А вечером даже всплакнула, вспоминая молодость и ленивую жизнь в Захудаевке. Плакала, впрочем, недолго, потому что Альфонс храпел так, что и вспоминать мешал, а когда она толкнула его локтем, спросонья понял это, как приглашение, и перевел жизнь совсем на другие рельсы…

На конечной станции Марго-младшая выглянула из окна и остолбенела: такая туча народу собралась ее встречать. Повсюду были флаги, гирлянды и вензеля «М» с фиговым листиком вместо короны. Впрочем, оказалось, что у Марго есть соперник на ту же букву: в приветственном гимне, который усердно ревела толпа, то и дело повторялось: «мы за мир». И на триумфальной арке при выходе с вокзала значилось: «Да здравствует Марго и Мир!»

Принять гостью в поезд вошла почетная делегация из Виссарионычей: один взял ее чемоданчик, другой зонтик, третий открывал и закрывал двери, а четвертый — по азбуке глухонемых — пытался ее развлекать…

На перроне начались приношения, поражавшие, впрочем, скорее количеством, чем качеством: за это время Николинцы так отстали от жизни, что думали Европу на одни добрые чувства взять.

Когда прибыли на место назначения, главный Виссарионыч на серебряном — из сервиза покойного Барина — блюде поднес Марго настоящий фиговый листик, и француженка, закрыв лицо самой пленительной из своего запаса улыбкой, нацепила его куда следует. Нацепила, разумеется, не на открытом воздухе, как мечтал в свое время Владимир Ильич Голотяпов, а в специальном отремонтированном, утепленном и комфортабельно обставленном салоне бывшего барского дома. Так что собственный корреспондент с Марса, например, ни за что не разобрался бы, продолжает ли великая идея Владимира Ильича свое победное шествие на планете Земля или же гусарские предки покойного Барина — во втором воплощении — начинают цыганский кутеж.

Самое смешное, что на самом деле было и то, и другое, и, хотя в математике плюс да минус взаимно уничтожаются, — здесь они существовали как ни в чем не бывало и, по-видимому, только крепчали в противоестественном сожительстве…
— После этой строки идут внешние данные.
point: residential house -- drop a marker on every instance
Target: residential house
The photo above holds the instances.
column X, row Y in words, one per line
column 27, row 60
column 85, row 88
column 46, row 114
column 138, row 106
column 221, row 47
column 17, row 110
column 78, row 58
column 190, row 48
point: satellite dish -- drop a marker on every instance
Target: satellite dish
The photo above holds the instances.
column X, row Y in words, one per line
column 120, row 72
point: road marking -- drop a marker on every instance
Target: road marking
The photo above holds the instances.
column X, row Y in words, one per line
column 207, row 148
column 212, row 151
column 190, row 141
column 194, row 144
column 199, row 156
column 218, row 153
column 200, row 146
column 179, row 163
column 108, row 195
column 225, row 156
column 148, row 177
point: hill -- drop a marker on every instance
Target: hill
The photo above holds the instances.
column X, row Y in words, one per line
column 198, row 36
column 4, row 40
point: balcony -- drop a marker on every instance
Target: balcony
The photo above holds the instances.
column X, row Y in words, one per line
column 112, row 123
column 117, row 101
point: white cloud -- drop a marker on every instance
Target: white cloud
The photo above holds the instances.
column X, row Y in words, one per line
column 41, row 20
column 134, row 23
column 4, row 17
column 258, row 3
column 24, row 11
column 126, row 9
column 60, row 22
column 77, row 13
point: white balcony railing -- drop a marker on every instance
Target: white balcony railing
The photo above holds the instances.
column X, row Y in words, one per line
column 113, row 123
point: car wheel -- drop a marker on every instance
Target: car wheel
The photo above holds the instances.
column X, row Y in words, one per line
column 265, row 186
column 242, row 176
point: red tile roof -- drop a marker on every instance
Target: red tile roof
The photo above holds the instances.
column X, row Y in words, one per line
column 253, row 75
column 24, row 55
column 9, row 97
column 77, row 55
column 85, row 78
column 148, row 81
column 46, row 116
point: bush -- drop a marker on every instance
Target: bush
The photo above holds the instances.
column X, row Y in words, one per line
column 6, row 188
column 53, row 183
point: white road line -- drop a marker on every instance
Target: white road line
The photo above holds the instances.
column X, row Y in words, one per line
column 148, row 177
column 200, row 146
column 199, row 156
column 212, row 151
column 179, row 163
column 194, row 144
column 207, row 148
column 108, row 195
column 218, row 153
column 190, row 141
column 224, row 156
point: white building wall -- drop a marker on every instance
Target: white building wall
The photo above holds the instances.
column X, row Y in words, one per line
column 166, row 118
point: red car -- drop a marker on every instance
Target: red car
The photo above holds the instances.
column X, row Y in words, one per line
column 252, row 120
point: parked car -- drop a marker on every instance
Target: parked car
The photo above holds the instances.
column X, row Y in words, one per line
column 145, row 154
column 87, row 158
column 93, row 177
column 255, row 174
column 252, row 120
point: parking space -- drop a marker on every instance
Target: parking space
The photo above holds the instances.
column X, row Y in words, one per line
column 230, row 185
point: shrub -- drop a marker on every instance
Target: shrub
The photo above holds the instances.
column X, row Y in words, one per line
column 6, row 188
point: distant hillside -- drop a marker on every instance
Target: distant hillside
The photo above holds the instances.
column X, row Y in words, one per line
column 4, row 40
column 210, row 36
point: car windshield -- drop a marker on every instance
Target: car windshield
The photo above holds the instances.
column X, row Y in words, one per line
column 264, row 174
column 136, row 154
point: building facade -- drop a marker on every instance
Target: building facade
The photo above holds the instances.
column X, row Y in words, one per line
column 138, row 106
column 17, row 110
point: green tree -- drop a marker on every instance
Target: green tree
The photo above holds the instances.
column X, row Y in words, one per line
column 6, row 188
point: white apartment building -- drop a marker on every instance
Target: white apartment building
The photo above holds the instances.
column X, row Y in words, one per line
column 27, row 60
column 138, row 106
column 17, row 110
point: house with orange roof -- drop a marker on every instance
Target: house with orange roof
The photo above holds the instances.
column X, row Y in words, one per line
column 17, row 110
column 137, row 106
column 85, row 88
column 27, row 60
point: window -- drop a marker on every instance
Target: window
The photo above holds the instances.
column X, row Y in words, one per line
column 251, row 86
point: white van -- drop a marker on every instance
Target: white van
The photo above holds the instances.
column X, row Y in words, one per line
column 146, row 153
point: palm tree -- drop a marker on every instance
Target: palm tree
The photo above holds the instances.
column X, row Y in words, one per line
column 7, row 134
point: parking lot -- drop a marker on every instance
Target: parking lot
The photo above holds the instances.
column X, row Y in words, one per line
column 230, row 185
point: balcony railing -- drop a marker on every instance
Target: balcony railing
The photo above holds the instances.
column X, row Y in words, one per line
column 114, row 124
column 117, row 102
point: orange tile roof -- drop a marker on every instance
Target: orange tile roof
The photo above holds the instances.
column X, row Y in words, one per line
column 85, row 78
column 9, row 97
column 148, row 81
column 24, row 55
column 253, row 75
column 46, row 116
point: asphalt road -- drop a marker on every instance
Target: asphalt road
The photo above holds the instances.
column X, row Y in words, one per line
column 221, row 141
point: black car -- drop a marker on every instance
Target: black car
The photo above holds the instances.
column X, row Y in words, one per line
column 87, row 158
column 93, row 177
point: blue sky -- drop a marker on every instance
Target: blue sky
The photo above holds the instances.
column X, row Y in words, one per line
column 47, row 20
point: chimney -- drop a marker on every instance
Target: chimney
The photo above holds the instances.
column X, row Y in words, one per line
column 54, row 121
Правда, если баричи рвались в свое время в Европейское лоно, чтобы, вернувшись, так сказать, на переделку в эмбриональное состояние, снова родиться уже с «четырехвосткой» и прочими атрибутами просвещенного Запада, — то Виссарионычи собирались получить свое удовольствие и затем запросто могли отправить Марго и под тот самый сарай, под которым как будто сгнивала бобылка Маланья.

Пока что, однако, они горой стояли за сосуществование.

Разумеется, в салоне присутствовали только «свои», и энтузиазм перешел через все точки кипения. Виссарионычи так громко кричали: «Ура! Да здравствует рай!», что старухи в деревне крестились. Старухи крестились, а мужики стояли кучками и смотрели издали на освещенные (и занавешенные) окна того флигеля, в котором совершалось великое тайнодействие. Смотрели, молчали и думали… Впрочем, они ничего не думали, так как покойный Виссарионыч начисто отучил их от этого бесполезного занятия.